Though the movement disorder that made her fidgety as a child has since dulled, not much else has changed. The Vancouver-born Montreal transplant, who currently splits her time between the two cities, is just as excitable today. When we speak just after the holidays, Boucher is going on three days of no sleep. “I’m definitely hyperactive,” she says. “Like, to the point of exhausting myself but my brain is still working.”

The nonstop hum of activity that marks Boucher’s daily life seems to govern her creativity, too. In less than two years, she has released four records, directed a handful of music videos, and gone on four US tours. Her latest album, Visions, which she wrote and recorded by sequestering herself in her apartment for three weeks after coming home from a tour—”I blacked out the windows and just didn’t sleep,” she says—is itself an exercise in hyperactivity. The songs, to be put out by indie stalwarts 4AD, jam together a surprising number, and mélange, of references and influences, quickly bouncing back and forth between ideas much like she does.

Chief among Boucher’s inspirations for Visions were R&B (Mariah Carey, in particular), new jack swing, IDM, and experimental hip hop—all of which represent an unexpected, impressively diverse mix. “I wanted it to sound like if Aphex Twin produced a new jack swing record,” she says. But she also lists Shanghai lounge music (“I’m from Vancouver, so [Asian culture] is almost a part of my psyche. It’s part of the inherent influence that I grew up with.”), Outkast (“Stankonia was the first record I ever bought. I think they’re some of the most avant-garde musicians of our time.”), and the Dungeon Family production crew (“Those producers are really into super-experimental production but they put it into this kind of pop and hip hop lens, so you don’t even think about it too explicitly.”) as sonic stimuli.

But while these disparate references may seem unlikely, Boucher accounts for them by describing herself, and her generation, as being post-Internet. In other words, having access to near-infinite amounts of media during adolescence must have shaped her, and her peers’, interaction with it. “The absorption rate for people who grew up with the Internet is just so much higher,” she reasons. “As compared to my parents, [during whose adolescence] you would have had to get in the car or get on the bus and go to the record store to get one record, I had ten records a day.”

Though she was an avid, obsessive fan of music growing up, it wasn’t until much more recently that Boucher began creating it herself. While pursuing a degree in arts and sciences at McGill University in Montreal, she began experimenting with looping ambient sounds and layering moody vocals. A couple of years later, having lost interest in her psychology and neuroscience classes, she began to consider music a viable career option and income generator. In September of 2010, Boucher finally dropped out of school to focus more seriously on her craft. “I’ve always wanted to play music. But I just didn’t really know how to,” she says.
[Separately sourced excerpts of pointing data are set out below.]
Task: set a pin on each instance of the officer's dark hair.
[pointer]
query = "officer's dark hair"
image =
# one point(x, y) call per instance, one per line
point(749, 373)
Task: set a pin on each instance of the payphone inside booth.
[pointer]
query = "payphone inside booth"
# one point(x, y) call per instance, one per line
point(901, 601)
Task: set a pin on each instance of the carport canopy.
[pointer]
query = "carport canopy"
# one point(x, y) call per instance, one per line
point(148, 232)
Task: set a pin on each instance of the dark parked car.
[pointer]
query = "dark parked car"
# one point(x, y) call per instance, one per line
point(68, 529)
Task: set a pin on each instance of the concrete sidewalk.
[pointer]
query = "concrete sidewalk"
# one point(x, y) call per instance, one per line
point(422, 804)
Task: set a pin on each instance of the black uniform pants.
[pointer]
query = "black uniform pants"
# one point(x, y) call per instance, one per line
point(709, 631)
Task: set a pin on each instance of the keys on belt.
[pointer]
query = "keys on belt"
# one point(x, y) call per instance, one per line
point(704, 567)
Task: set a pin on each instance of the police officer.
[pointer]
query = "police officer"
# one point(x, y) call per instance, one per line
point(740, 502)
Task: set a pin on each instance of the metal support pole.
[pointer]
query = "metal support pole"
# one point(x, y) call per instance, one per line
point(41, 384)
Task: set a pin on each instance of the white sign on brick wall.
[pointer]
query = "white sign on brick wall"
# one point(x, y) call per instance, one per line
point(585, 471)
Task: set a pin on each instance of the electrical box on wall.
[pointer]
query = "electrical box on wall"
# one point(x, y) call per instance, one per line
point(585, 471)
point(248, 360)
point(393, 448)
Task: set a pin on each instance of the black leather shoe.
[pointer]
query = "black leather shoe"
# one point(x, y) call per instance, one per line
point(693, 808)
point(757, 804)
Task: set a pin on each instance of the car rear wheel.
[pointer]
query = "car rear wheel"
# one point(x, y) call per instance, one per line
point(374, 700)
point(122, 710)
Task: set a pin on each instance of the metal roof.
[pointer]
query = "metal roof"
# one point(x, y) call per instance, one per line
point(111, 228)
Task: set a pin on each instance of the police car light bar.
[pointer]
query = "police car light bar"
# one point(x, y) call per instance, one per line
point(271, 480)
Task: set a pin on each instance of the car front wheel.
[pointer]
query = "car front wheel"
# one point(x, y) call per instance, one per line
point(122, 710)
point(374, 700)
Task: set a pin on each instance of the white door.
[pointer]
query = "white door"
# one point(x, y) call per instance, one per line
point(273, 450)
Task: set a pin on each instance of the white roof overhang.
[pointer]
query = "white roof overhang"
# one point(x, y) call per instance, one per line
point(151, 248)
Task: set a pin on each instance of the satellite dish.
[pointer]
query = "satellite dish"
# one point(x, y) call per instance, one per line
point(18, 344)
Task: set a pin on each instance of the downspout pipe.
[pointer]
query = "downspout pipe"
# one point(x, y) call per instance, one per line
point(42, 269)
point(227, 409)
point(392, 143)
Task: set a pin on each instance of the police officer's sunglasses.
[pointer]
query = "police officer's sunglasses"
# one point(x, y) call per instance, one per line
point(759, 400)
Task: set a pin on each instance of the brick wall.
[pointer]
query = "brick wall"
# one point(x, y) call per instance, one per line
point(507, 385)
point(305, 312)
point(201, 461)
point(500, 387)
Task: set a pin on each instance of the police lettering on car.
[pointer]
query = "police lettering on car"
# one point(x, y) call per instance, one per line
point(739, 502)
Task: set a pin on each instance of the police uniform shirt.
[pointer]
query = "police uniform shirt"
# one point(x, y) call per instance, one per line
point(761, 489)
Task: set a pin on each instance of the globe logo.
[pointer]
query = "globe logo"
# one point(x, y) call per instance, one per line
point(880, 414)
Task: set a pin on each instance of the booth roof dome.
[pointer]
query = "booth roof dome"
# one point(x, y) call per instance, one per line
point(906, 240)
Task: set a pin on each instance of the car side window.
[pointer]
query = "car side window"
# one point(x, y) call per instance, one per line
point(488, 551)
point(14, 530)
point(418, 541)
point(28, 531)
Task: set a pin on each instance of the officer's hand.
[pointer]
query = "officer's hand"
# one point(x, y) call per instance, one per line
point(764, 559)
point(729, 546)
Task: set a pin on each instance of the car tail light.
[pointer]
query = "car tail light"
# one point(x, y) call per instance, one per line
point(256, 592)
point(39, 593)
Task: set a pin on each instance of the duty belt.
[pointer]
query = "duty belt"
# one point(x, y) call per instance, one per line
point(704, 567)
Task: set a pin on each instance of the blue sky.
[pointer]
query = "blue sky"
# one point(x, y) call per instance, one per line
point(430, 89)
While such novicehood would limit many, Boucher plies it to her advantage. Not having a background in music—rather, she was a visual artist and ballet dancer in her youth—allowed her to experiment more freely than would someone tied down by the strictures of formal training. “No one had even explained to me the concept of a song structure, so I just didn’t even heed it at all,” she says of her initial forays into writing. “When I dance, I have such a ballet training that I can’t get it out of my head. But with music, I feel so free about it. I feel like there are so many possibilities.”

Indeed, a listen to any of her albums reveals a defiance of traditional notions of composition: On Visions, for instance, hooks are largely indistinguishable from verses, as are background vocals from primary ones. Melodies are spastic, rhythm is staggered, tension is virtually nonexistent, and cacophony abounds, all taking on a sense of improvisation. But while these qualities would normally signal disaster, here it makes for delightfully carefree pop, where rules are flouted in such a way that renders them irrelevant. Boucher has come a long way, and her initial amateurism has, ironically, helped her shape her musical identity.

But the electronic music scene is notoriously a boys’ club, with hackneyed notions of gender often reducing women to mere singers in the public eye. There is a pervading notion that behind most front-women is a man twisting knobs and fiddling with things like synth lines and beats per minute, and it’s one that frustrates her. “It’s really important for me to be respected as a producer,” says Boucher, making an apt comparison to male musicians who write and perform their own music without being questioned about it. “I can’t believe how condescending it all is. But I’m going to change perspectives by being the best.”

Visions is out tomorrow from 4AD/Arbutus Records.